Nicht nachvollziehbare Farbwirkungen verweisen oft auf alte Verfahren zur Farbgewinnung oder Einfärbung von Materialien. Farben waren Jahrhunderte lang nicht in beliebigem Ausmaß verfügbar- manche Farben waren sehr teuer und erforderten einen aufwändigen Produktionsprozess. Bis Anfang des 20. Jahrhunderts synthetische Farbstoffe auf den Markt kamen, war die Farbe der Kleidung keine Geschmacks-, sondern eine reine Geldfrage: Die Farbstoffe mussten mühsam aus den Färberpflanzen gewonnen und oft importiert werden und auch die Färberei selbst war ein arbeitsintensiver Prozess.

 

BLAU

In Mitteleuropa wurde der blaue Farbstoff aus Waid gewonnen: Die Blätter des Waids müssen hierfür geerntet, zerstampft und in der Sonne getrocknet werden. In einem Bottich muss das Gemisch dann gären. Durch Alkohol löst sich der Farbstoff Indigo aus den Blättern. Die Färber tranken zuerst den Alkohol, da er zu wertvoll war, um ihn direkt den Pflanzen beizumengen, und urinierten danach in den Bottich. Dieser Vorgang hat sich in unserem Sprachgebrauch manifestiert (blau machen; blau sein; blauer Montag).

Als 1498 Vasco da Gama den Seeweg nach Indien fand, bedeutete dies gleichzeitig die Verfügbarkeit von Indigo, einem vielfach ergiebigeren und billigeren Farbstoff als Waid. Um die Waidbauern zu schützen, wurde in Deutschland Indigo verboten und erst 1737 legalisiert.

Bis zum Ersten Weltkrieg trugen alle deutschen Truppen Dunkelblau, nur die Bayern trugen Hellblau. Damit wollten die preußischen Fürsten ihre Waidbauern im Konkurrenzkampf mit den indischen Importeuren schützen. Ab dem Ersten Weltkrieg wurden die farbigen Uniformen durch Tarnfarben ersetzt.

Auch die Matrosen tragen heute noch blaue Uniformen, ebenso wie Piloten, Schaffner oder Wachpersonal.
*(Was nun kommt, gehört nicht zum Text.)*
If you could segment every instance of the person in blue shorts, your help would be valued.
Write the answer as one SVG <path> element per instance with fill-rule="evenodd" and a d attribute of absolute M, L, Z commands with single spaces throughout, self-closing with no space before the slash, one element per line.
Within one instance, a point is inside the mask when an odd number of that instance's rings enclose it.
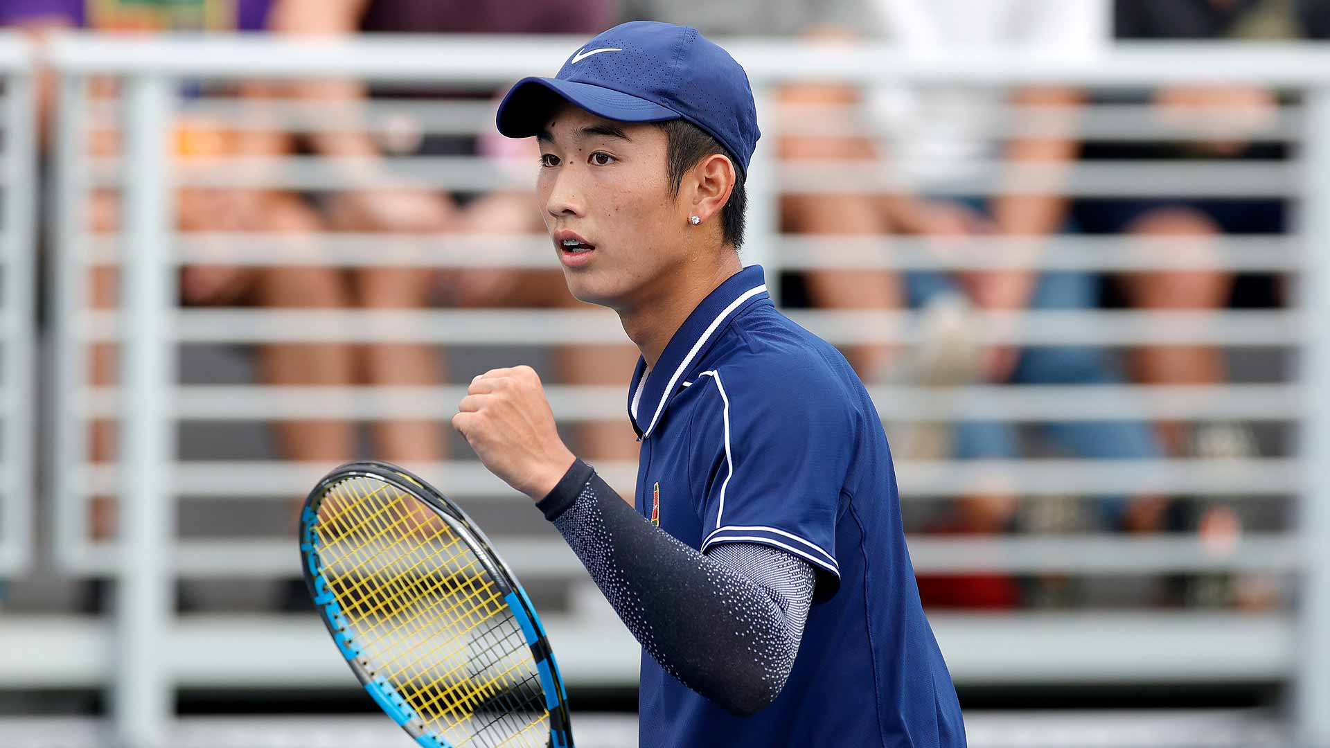
<path fill-rule="evenodd" d="M 476 377 L 452 425 L 642 644 L 640 745 L 964 745 L 882 421 L 739 261 L 743 69 L 694 28 L 633 21 L 519 81 L 497 126 L 539 141 L 569 290 L 641 351 L 636 506 L 564 446 L 531 367 Z"/>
1863 wurden die Farbfabriken Bayer gegründet und 1865 die Badische Anilin- und Sodafabrik (BASF). 1868 gelang es schließlich Adolf Baeyer Indigo künstlich herzustellen und 1897 brachte BASF das künstliche Indigo auf den Markt und verdrängte somit auch die Inder mit ihrem natürlichen Indigoanbau vom Weltmarkt.

In der Malerei war Blau in Form von Ultramarinblau lange die wertvollste Farbe. Sie wurde aus dem Halbedelstein Lapislazuli hergestellt. Der Stein wurde zermahlen und mit Bindemitteln verrührt.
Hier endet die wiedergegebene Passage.